Caewen moved to attack the gorse with her sword. Watching, it seemed to the boy that the gorse fought back, but again, subtly. There was never a quick or obvious movement of any leaf, branch or thorn. And yet, Caewen’s sword was quickly tangled, and then her feet were entwined and twisted up with thorns too. Dapplegrim seemed to wake from something of a drowsy stupor and yelled, “No!” without warning. He plunged towards Caewen kicking and thrashing and even trying to bite the gorse. The boy clung onto Dapplegrim’s neck, desperately. He realised that he felt strangely and very suddenly awake. Then he realised that the floral perfume in the air was gone. He was painfully alert to everything. It was like being shaken awake after slumbering in a warm pool of water.

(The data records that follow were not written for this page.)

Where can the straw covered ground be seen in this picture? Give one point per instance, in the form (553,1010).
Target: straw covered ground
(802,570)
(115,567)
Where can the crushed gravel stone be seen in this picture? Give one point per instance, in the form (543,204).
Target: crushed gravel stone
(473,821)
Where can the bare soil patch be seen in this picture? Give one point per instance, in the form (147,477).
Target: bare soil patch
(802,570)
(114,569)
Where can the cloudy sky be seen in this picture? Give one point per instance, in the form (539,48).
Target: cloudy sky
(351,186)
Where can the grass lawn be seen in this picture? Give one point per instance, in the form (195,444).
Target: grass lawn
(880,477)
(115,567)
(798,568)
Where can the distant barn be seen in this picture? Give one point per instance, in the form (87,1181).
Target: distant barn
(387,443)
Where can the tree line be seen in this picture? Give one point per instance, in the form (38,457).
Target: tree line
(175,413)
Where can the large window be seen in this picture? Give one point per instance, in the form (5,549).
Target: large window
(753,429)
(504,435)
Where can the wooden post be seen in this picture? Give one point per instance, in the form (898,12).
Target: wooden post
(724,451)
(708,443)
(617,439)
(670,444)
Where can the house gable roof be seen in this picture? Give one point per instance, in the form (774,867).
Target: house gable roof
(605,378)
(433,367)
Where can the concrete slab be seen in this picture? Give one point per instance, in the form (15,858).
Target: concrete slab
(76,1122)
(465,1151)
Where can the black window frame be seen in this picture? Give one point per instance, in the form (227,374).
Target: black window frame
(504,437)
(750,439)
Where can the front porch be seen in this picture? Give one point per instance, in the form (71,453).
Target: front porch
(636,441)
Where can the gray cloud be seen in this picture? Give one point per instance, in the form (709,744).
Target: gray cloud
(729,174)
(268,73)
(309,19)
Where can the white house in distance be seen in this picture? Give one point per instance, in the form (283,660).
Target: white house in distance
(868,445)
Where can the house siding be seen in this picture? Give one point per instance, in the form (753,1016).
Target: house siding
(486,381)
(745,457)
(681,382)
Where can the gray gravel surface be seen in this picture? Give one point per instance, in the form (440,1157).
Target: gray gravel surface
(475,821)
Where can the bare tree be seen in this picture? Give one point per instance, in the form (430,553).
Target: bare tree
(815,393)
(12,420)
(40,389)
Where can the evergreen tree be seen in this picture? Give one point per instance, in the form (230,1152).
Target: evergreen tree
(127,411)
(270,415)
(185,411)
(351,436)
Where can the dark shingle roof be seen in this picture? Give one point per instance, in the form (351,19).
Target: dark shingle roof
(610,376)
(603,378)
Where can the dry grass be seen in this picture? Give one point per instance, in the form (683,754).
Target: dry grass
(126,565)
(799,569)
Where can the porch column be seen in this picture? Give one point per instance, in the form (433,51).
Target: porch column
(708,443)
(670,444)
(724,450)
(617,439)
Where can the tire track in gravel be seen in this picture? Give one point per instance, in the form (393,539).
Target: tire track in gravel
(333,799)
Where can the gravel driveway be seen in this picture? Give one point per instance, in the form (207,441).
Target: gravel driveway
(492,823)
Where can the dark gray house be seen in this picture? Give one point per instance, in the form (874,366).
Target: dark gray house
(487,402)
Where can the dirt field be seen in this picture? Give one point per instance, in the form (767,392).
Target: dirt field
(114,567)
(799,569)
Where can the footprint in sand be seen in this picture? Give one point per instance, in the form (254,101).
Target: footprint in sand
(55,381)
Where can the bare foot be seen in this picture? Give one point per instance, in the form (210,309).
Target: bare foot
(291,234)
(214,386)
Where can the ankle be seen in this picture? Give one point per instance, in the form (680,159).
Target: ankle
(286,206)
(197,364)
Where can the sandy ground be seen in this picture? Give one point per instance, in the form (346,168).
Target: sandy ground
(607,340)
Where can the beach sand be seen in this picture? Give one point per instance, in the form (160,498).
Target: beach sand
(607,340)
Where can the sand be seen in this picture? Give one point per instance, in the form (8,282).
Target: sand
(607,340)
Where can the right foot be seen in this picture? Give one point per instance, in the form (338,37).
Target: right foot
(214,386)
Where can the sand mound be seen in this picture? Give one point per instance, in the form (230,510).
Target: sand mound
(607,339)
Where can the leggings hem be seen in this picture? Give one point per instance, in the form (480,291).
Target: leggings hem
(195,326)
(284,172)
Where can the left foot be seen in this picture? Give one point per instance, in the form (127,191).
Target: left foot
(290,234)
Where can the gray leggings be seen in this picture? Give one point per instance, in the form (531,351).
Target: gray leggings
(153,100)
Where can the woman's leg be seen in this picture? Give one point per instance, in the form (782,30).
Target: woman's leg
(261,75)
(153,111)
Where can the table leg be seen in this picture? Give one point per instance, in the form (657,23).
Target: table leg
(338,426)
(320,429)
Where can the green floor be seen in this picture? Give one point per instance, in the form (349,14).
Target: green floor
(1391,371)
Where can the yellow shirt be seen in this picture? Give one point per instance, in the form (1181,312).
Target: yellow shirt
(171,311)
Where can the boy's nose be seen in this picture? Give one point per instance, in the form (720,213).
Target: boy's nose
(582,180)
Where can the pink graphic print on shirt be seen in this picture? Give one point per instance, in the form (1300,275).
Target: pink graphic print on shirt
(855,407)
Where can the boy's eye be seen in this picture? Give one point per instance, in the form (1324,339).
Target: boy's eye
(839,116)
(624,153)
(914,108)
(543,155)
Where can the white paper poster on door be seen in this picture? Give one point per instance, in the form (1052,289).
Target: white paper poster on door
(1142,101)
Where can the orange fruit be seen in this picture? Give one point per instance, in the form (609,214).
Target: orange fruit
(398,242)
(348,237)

All three of them were rapidly encircled in the prickling suffocating gorse. Caewen had disappeared entirely from view, enclosed in the tangle. Dapplegrim was fighting to find her, but the boy could see it was quickly becoming hopeless. He held on, wondering whether he could somehow pull Caewen up into the saddle if they did find her. And then, the strangest thing happened: a cloud of brown and black feathers fluttered around his face and blew into the gorse. The boy couldn’t fathom where they had come. It was as if someone had shaken out a feather pillow over them. Puzzled, he looked up. Perched in the dead tree, using his hands and feet to support himself, was a small boy. He was thin, had a deep, brown skin and eyes that were the same sort of orange you see in owl-eyes sometimes. His hair was wild and tangled, and caught full of feathers. The rest of him was naked, and he made no effort to hide his nakedness at all. It was like the nakedness of a beast: unconscious and blithe. Though it would be a good guess that this strange, brown-skinned child was half-grown to adulthood, he couldn’t have been taller than three foot. His folk must have been quite little when fully grown. There was also a light-boned fragility about him too, as he bobbed in the dead branches. It looked as if a stray wind might tumble him out, and set him drifting over the gorse.
“Hullo. What are you doing?” said the tree-perched child.